Five-month real-ambient PM exposure impairs learning in Brown Norway rats: Insights from multi omics-based analysis.

PM, recognized as a potential pathogenic factor for nervous system diseases, remains an area with many unknowns, particularly regarding its effects on human health. After five-month real-ambient PM exposure, we observed no significant pathological damage to the lung, liver, spleen, or kidney tissues. However, PM exposure led to neuronal degeneration in the hippocampal CA1 region of Brown Norway (BN) rats. The level of IL-6, IL-13, IL-1β, IL-12, IL-4, GRO/KC, MIP-1α, CM-CSF significantly increased in lung lavage fluid (P < 0.05 for all). Notably, we detected a slight impairment in spatial learning ability, as evidenced by the Barnes maze training outcomes.
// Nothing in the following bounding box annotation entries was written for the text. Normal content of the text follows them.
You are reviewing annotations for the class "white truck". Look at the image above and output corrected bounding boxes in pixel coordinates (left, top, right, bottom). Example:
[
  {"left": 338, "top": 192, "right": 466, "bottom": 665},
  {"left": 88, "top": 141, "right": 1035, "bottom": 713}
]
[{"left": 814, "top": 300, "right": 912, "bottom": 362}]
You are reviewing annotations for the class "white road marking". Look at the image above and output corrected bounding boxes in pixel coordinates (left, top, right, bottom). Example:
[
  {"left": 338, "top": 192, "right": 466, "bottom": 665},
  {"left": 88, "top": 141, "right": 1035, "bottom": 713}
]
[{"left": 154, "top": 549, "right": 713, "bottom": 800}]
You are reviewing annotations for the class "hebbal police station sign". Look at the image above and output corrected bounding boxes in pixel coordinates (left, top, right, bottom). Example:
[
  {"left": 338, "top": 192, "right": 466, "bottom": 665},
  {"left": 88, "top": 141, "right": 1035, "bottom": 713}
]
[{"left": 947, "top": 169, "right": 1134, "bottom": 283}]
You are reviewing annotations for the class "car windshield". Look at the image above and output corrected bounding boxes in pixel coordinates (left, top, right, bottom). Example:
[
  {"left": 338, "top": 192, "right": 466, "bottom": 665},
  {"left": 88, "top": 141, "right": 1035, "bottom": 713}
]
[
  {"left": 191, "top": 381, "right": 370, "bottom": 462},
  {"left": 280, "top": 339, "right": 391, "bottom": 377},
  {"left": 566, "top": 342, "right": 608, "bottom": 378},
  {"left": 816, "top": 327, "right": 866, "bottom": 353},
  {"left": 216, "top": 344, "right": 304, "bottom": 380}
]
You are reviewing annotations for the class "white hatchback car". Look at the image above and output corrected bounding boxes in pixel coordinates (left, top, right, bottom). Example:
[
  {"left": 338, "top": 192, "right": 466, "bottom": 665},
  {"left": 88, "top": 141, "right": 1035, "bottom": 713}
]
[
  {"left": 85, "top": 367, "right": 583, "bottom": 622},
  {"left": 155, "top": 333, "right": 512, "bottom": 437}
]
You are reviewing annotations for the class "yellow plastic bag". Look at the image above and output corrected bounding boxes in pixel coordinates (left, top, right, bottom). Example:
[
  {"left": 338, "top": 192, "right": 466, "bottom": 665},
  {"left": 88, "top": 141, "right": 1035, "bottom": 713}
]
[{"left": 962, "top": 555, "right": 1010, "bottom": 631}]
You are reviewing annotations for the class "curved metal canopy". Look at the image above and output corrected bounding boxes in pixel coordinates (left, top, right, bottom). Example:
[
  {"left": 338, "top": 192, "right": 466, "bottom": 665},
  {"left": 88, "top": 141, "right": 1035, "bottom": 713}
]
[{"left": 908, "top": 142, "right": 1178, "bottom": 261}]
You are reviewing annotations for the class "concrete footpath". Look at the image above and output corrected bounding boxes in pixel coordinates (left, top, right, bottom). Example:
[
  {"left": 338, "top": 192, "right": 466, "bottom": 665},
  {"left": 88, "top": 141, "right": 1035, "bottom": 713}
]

There were no significant changes in the bacterial community in lung lavage fluid (P = 0.621), but the bacterial community in the gut significantly changed (P < 0.001), with more species identified (P < 0.05). The metabolomic analysis revealed 147 and 149 significantly changed metabolites in the pulmonary system and serum, respectively (P < 0.05). PM exposure caused a decrease in Nervonic acid (NA) in both the lung and serum, which likely contributed to spatial learning impairment (P < 0.01). The correlation between lung metabolites, gut bacterial species, and serum metabolites indicated that PM exposure likely impaired spatial learning through the lung-gut-brain axis pathway. Lung and serum metabolic disorders and intestinal microbial imbalance occurred in BN rats post-five-month real-ambient PM exposure. There were two potential ways that PM exposure caused the decline of spatial learning ability in wild-type BN rats: (1) PM exposure led to a significant decrease of neuroprotective Nervonic acid in lung and serum metabolites. (2) PM exposure likely led to reduced spatial learning ability through the lung-gut-brain axis.